Additionally, we have stories in

src/browser/stories

that are primarily used for human visual verification of UI changes.

Mocking

Avoid mock-heavy tests that verify implementation details rather than behavior.

If you need mocks to test something, consider whether the code should be restructured to be more testable.

There is at least one exception to this rule: we have a

mockAiRouter

that can be used to simulate LLM responses.

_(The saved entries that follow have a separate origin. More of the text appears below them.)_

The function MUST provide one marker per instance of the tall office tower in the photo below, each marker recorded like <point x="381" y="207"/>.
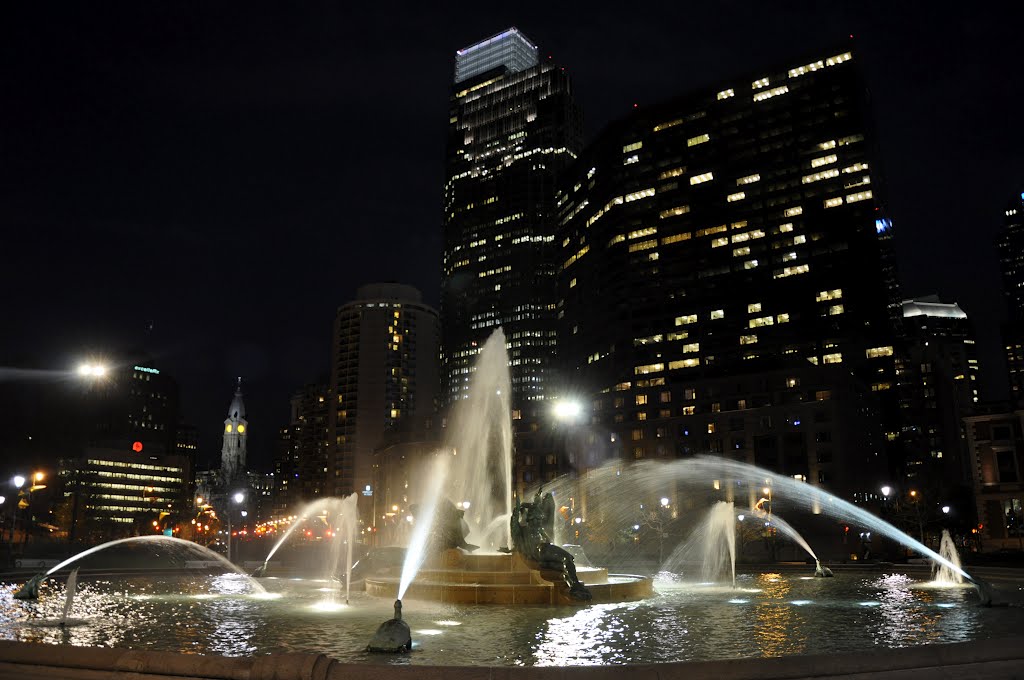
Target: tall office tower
<point x="1011" y="248"/>
<point x="513" y="127"/>
<point x="133" y="402"/>
<point x="304" y="452"/>
<point x="940" y="391"/>
<point x="726" y="273"/>
<point x="383" y="381"/>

Broadly the use of LLMs in tests follow these rules:

Use real LLM for tests that verify our integration with the LLM provider
- E.g., asserting that we correctly identify a context exceeded error
Use a mockAiRouter for tests that verify behavior around the LLM logic
- E.g., asserting that messages queue correctly following an LLM response
Do not use a real LLM or mockAiRouter for logic that in no way touches agentic behavior.
- E.g., a test that shows that opening a Terminal window works

Avoid tautological tests (simple mappings, identical copies of implementation); focus on invariants and boundary failures.

When To Test

Ideally, all new features and bugs are well tested. Do not implement a feature or fix without a robust testing strategy.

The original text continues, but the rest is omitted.